Les habitants de Valgiros sont répartis dans trois « unités », ou appartements : deux pour les hommes, une pour les femmes. Chacune loge trois bénévoles et cinq personnes « accueillies » dans des chambres individuelles de 9 m2. A chaque unité ses sanitaires, sa cuisine et son coin salon à partager. Au rez-de-chaussée, les bureaux des travailleurs sociaux et du directeur ainsi qu’un espace commun supplémentaire, où se déroulent notamment les soirées télé. « L’idée de colocation solidaire n’est pas neuve, mais ici elle a été mise en place de façon très institutionnalisée, avec la présence de travailleurs sociaux en journée pour l’éducatif et l’accompagnement », précise Pierre Jamet. Le reste du temps, soirs et week-ends, les résidents, chapeautés par un couple d’hôtes également bénévoles, vivent comme des colocataires classiques : chacun s’engage à faire dans l’appartement, à tour de rôle, la cuisine, les courses, le ménage. Bénévoles comme personnes accueillies sont logés à la même enseigne, et tous doivent s’acquitter d’un loyer modeste, plafonné à 300 €. Reste qu’il est rare de trouver une colocation qui mixe des personnes âgées de 20 à 61 ans, les unes venant de la rue ou étant sans papiers, les autres occupant des professions comme avocat, journaliste ou thésard en mathématiques !
Sur le papier, le projet audacieux semble idyllique. Mais la vie en appartement partagé pose inévitablement des problèmes. Même si les résidents qui intègrent l’établissement s’engagent à respecter le règlement intérieur et à entamer un suivi social, se lever le matin, faire sa toilette, respecter les horaires des repas, participer aux corvées et ne pas consommer d’alcool dans sa chambre représente pour des personnes désocialisées un changement de rythme radical. « En tant que CHS, Valgiros est censé accueillir de façon inconditionnelle, précise Caroline Lesimple, coordinatrice hébergement du service intégré d’accueil et d’orientation (SIAO) de Paris. Mais, comme nous avons une connaissance fine du projet, nous y orientons plutôt des personnes qui, tout en ayant un parcours de rue important, sont dynamiques et disposées à se servir de cette pause pour repartir sur de nouvelles bases. » Pour être sûr qu’elles pourront s’adapter à la collectivité, le contrat initial est de un mois renouvelable trois fois. Ensuite, la durée de séjour est limitée à trois ans. Jusqu’ici, Valgiros ne compte qu’un seul échec d’intégration.

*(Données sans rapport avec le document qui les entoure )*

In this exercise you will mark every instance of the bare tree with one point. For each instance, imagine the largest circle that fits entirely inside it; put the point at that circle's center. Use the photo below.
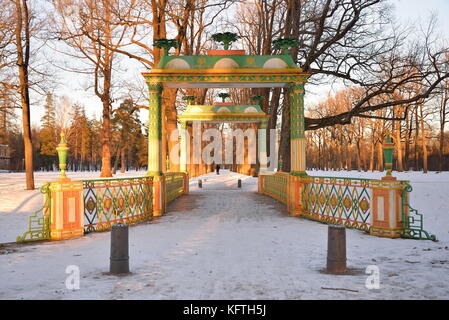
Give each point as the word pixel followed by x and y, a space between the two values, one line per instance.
pixel 82 25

Pour l’heure, une bonne ambiance règne à table. Tandis qu’Anne Bensaad et Martine Lapôtre, résidentes, servent les convives, un homme parle de ses souvenirs de voyages en bus à travers la France, Pierre Jamet fait le point sur la vie dans la structure et Zoltan F. donne les détails de sa recette. A la fin du repas, Marco Cecchini, dont c’est le tour de débarrasser la table, s’y met sans rechigner. Mais il faut se méfier de l’eau qui dort… « Il peut y avoir un clash à n’importe quel moment et pour n’importe quoi, pointe Guilhem Lepoultier, bénévole. Et la tension peut aussi redescendre très vite. »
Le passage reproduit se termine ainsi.